Marshall McLuhan daha 1970’lerde ‘algı gerçektir’ demiştir. Ve bu söz 50 yıl sonra gerçek oluyor. Hasan Bülent Kahraman gerçeğin ve gerçeğin temsilini Sırrı Süreyya özelinde anlamamıza imkan tanıyor ve ekliyor; “Gerçeğin aranması öncelikle o yerleşik yapının ve benimsenmiş, Flaubert’in tabiriyle ‘kabul edilmiş kanaatlerin’ ötesine geçmeyi gerektiriyor.”

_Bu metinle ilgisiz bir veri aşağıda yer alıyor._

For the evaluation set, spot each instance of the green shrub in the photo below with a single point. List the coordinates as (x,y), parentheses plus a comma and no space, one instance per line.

Gerçek kayboldu. Gerçek-sonrası dünyada yaşıyoruz ve bu olgu hayatımızın her yönünü tepeden tırnağa etkiliyor. İnsanlar gündelik hayatları içinde ne kadar farkındadır bilmem ama sanallığın bu derecede ilerlediği ortamda insanın yanılsamayla, sanrıyla ilişkisi engelleyemeyeceği şekilde gerçekle kurduğu ilişkinin ötesine geçecektir. İnsan artık gerçeği arayan bir yaratık mıdır ondan da emin değilim. Kaldı ki, gerçek ne?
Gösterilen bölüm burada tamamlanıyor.